Spam emails are an often underestimated threat, yet they can spread malware through social engineering methods like deception and psychological manipulation, and claim many victims. To track such emails, Kaspersky Lab researchers use honeypots – virtual ‘traps’ able to detect malicious emails and catch threat actors. For this particular operation, they tracked fraudsters trying to exploit unwary people looking for a new role.
“We often see spammers using names of large and well-known companies – it helps them to succeed in their malicious business and gain people’s trust. Famous brands with a solid reputation can become victims of fraudsters who pretend to be them and lure unsuspecting users into downloading a malicious attachment to their computers. This particular scheme involved the names of both well-known recruiting companies and respected businesses, which made it even more sophisticated. One needed to check the email address line for errors to suspect that the job offer was not authentic,” said Maria Vergelis, a security researcher at Kaspersky Lab.

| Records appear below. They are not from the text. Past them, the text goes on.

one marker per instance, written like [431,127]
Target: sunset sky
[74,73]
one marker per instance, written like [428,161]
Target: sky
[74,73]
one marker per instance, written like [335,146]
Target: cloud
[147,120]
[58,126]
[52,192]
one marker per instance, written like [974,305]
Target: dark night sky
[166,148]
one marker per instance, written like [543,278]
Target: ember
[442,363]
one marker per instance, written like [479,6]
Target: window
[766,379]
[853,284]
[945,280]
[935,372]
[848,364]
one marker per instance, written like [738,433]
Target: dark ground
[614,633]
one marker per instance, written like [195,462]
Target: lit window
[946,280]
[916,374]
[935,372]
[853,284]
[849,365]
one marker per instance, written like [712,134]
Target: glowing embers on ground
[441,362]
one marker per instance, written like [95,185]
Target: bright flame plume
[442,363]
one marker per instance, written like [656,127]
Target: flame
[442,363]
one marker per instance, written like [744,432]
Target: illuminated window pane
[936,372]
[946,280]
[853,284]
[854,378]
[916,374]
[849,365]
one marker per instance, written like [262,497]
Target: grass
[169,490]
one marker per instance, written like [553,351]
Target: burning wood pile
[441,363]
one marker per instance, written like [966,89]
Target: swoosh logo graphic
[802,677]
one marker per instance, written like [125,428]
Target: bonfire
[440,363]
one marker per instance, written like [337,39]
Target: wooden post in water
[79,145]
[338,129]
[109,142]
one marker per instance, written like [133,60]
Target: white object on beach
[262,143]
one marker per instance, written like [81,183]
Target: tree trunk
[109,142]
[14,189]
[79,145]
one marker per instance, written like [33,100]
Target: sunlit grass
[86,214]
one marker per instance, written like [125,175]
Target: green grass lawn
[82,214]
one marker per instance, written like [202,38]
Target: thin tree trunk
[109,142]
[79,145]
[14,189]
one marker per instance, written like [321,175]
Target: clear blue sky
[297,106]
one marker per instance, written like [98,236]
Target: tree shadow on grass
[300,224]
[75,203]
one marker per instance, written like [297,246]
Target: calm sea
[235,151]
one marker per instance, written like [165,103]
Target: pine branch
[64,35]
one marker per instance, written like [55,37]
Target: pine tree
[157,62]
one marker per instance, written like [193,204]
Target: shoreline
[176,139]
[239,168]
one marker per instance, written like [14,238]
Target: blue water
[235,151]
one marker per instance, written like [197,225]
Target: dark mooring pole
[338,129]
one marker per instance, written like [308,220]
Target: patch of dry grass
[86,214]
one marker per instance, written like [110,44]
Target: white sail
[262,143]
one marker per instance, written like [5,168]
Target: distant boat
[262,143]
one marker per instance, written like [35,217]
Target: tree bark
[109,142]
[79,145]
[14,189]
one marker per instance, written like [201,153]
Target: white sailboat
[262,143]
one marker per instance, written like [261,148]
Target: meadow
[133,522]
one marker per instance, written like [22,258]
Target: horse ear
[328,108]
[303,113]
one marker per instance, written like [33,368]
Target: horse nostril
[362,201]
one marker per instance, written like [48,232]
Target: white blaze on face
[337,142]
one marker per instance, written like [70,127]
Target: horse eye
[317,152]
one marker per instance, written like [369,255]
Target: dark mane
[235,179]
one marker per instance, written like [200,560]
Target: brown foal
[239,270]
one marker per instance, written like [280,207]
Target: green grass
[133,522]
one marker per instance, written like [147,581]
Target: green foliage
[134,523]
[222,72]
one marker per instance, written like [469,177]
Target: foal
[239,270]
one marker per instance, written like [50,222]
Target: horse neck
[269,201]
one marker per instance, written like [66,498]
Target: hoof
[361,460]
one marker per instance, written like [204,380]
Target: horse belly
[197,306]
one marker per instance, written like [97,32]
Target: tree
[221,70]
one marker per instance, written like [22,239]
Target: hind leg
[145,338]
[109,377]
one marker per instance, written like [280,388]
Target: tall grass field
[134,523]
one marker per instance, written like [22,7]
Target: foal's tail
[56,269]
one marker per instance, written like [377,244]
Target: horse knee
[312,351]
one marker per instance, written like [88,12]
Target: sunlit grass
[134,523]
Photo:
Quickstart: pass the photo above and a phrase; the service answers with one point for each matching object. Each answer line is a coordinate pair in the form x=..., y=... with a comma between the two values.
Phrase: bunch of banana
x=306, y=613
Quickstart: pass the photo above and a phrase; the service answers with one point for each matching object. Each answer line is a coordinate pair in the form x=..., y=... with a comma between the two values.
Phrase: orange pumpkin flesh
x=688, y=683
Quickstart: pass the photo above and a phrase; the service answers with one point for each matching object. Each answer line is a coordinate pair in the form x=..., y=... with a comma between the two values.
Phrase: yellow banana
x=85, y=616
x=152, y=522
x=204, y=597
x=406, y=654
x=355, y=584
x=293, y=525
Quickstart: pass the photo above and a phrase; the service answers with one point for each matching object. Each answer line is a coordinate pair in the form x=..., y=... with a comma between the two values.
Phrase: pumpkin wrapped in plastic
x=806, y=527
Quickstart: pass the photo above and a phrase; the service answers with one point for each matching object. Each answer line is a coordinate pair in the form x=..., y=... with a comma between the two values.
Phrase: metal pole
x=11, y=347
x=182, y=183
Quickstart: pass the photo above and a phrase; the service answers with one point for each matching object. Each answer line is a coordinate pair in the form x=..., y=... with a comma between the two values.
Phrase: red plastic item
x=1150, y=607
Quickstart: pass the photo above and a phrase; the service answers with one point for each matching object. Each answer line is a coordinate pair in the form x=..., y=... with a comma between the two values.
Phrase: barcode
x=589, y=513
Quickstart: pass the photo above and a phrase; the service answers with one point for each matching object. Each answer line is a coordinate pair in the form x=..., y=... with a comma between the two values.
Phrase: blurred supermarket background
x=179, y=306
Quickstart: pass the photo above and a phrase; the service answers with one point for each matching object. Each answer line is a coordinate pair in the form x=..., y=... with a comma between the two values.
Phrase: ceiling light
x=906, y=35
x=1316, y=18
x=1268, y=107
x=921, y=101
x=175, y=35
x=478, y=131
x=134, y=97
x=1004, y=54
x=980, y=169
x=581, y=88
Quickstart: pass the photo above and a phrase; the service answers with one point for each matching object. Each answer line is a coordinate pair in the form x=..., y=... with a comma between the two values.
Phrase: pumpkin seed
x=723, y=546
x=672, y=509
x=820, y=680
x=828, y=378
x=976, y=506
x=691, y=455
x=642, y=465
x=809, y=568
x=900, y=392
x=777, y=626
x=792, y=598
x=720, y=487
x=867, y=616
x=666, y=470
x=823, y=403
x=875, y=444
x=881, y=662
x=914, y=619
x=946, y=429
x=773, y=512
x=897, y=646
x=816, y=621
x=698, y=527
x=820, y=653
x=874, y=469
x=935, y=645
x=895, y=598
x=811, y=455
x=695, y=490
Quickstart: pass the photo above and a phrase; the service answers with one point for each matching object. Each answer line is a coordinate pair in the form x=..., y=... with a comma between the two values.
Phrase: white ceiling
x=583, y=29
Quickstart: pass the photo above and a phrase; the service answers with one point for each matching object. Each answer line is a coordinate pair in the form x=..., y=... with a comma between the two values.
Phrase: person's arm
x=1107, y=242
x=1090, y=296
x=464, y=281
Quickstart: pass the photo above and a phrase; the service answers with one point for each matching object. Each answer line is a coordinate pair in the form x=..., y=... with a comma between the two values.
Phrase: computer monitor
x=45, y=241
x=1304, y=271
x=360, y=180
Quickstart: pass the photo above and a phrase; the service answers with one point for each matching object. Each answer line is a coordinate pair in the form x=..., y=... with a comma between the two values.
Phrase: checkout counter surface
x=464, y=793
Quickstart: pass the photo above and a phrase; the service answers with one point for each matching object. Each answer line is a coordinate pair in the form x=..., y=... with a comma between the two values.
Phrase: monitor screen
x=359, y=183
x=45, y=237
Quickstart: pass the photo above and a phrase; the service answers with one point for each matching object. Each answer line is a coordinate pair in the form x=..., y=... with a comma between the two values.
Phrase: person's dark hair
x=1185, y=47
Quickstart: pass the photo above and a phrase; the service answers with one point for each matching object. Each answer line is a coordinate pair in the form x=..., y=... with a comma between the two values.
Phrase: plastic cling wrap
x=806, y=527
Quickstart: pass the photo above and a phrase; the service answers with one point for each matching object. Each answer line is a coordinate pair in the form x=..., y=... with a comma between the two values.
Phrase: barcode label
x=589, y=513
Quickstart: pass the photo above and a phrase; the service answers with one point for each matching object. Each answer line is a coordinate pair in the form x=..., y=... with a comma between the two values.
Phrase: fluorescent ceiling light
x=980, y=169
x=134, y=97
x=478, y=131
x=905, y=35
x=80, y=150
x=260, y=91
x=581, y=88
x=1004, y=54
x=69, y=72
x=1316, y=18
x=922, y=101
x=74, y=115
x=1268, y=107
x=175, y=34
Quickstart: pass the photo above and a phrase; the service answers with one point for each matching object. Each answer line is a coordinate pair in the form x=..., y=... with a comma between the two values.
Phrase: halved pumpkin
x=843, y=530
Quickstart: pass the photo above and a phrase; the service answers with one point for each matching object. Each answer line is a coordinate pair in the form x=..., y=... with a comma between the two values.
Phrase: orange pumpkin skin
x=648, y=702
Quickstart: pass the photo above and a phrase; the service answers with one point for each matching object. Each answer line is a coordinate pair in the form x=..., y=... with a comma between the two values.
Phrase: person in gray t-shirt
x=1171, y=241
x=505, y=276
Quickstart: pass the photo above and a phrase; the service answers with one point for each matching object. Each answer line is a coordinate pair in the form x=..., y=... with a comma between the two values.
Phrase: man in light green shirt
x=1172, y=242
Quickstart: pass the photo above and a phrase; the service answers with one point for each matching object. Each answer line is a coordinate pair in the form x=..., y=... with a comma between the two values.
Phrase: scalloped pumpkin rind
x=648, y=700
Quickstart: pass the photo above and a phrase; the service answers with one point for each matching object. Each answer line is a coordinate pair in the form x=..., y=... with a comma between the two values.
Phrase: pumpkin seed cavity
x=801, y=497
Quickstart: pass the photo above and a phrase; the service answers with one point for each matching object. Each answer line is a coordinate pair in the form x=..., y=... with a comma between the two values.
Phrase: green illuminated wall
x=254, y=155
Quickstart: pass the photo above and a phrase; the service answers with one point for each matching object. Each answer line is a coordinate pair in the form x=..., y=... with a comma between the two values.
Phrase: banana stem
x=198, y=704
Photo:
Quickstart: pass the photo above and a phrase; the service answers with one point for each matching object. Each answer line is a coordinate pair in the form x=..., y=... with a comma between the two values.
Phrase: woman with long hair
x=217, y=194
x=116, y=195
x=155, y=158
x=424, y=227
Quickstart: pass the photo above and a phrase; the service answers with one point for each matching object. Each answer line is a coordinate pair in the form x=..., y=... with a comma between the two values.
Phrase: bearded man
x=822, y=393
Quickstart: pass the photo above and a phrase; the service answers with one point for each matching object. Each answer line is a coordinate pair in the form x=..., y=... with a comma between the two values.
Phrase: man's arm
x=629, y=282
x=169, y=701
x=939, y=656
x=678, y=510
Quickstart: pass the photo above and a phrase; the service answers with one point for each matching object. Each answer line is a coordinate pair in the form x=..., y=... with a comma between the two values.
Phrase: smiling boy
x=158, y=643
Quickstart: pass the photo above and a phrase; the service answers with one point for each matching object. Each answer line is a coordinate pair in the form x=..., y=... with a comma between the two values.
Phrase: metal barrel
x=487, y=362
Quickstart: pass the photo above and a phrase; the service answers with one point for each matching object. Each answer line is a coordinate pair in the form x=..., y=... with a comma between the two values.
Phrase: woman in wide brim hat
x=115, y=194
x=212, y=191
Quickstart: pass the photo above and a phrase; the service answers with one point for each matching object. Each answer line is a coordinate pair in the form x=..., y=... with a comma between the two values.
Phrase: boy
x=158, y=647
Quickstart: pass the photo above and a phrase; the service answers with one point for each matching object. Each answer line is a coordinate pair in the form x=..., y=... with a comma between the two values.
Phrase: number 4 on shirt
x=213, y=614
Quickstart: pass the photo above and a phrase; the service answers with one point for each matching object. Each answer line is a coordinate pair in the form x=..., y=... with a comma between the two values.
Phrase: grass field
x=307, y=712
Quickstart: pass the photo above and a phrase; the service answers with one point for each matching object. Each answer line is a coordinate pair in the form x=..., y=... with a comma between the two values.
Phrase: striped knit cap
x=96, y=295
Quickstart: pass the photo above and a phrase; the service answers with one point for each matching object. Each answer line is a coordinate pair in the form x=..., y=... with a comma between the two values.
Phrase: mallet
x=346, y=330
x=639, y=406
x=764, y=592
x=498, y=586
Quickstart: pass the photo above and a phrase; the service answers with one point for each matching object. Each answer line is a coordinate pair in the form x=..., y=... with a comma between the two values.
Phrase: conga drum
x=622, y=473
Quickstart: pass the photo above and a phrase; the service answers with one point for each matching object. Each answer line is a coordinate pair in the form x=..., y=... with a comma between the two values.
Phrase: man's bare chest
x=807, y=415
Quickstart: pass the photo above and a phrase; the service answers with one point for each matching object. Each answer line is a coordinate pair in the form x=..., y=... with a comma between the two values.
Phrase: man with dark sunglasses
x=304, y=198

The Spam and Phishing in Q1 2019 report shows that recipients of the spam emails were offered a tempting position in a large company. They were invited to join a job search system for free by installing a special application on their device that would provide access to the job-search database. To make the installation process look trustworthy, the attackers accompanied it with a pop-up window carrying the words “DDoS Protection” and a fake message that claimed the user was being redirected to the website of one of the largest recruitment agencies.
In fact, victims were redirected to a cloud storage site from where they would download a malicious installer that looked like a word file. Its function was to download to the victim’s machine the Gozi banking trojan, one of the most commonly used malware for stealing money.